Our very nation was founded upon compromise—not compromising the beliefs we all hold, but taking the very best of those beliefs and ideas and carving out solutions to the real problems we face. We must be willing to understand and respect the convictions of others. While it may seem hard to believe amidst all the noise and drama, there are some good people in Washington who simply hold different beliefs, but share the common goal of representing the people that hired them and doing what is best for our country. We have to identify that common ground among us and move forward. Partisan bickering can no longer be tolerated.
As partisan tensions are further amplified in the media, compromise seems more and more a lost cause. There is still work to be done and agreements to be reached. The needs of, and responsibilities to, the American people can no longer be put on hold for a partisan based negotiation. We’ve worked together before and we can do it again. First hand, I’ve seen some broad bipartisan support for a few of your ideas that I’ve brought back to Washington with me.
Earlier this month, we were able to pass an amendment that I introduced to prohibit commercial airlines from forcing our troops to pay added fees for additional luggage they have when travelling to or from their deployments. Folks on both sides of the aisle came together and recognized and corrected the absurd fact that airlines were able to place an additional financial burden on the men and women who protect our nation.
We’ve also received bipartisan support for a piece of legislation inspired by a Charlotte mother fighting for the health and fair treatment of her young son.
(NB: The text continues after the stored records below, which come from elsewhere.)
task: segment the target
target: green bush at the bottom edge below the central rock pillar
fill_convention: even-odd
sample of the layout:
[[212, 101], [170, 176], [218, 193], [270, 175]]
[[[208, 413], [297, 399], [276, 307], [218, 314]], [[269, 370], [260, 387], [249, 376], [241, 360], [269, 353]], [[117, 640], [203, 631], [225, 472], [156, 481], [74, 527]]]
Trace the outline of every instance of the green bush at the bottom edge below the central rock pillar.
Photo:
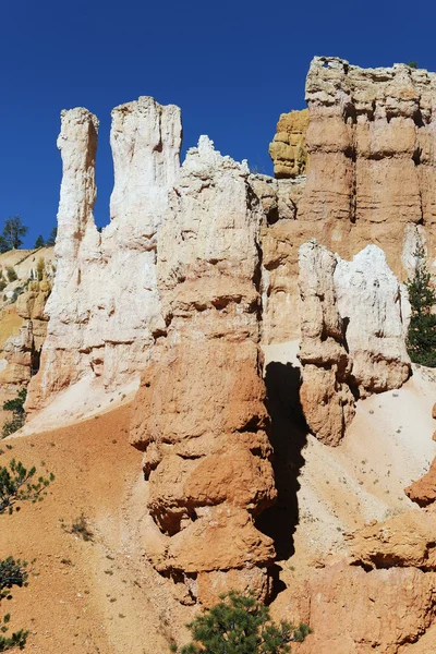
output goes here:
[[221, 602], [187, 625], [194, 641], [172, 652], [180, 654], [284, 654], [291, 642], [303, 642], [307, 625], [274, 625], [267, 606], [249, 596], [230, 592]]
The Lymphedema Diagnosis and Treatment Cost-Saving Act of 2011 would help provide better and more affordable coverage for people that suffer from Lymphedema, a painful condition and common result of cancer treatment that results in severe swelling and fluid retention in limbs.
From working to block the automatic pay raise for members of Congress, to ending the unfair 1099 tax filing requirements for small businesses buried deep within the health care bill, I’m proud to have worked with folks on both sides of the aisle to accomplish real things to get our country back on track—and I know we can do more. Recognizing what is right, finding common ground and doing what the American people want is not a partisan issue.
Americans don’t want a Congress that would rather choose partisanship over people, bringing day to day work to a grinding halt and accomplishing nothing. You want hard work. You want someone who shows up early and doesn’t leave until the job is done. You deserve nothing less. Please know that no matter what you see on television or read in the papers, that there are those of us talking to one another and working to find a solution.
That solution can be found without jeopardizing the promises we’ve made to our seniors and veterans, or by endangering or further hurting our small businesses. I know it can. Please pray for guidance for all of us working to solve this crisis in Washington. We have come too far to let the full faith and credit of the United States fail to be backed up now.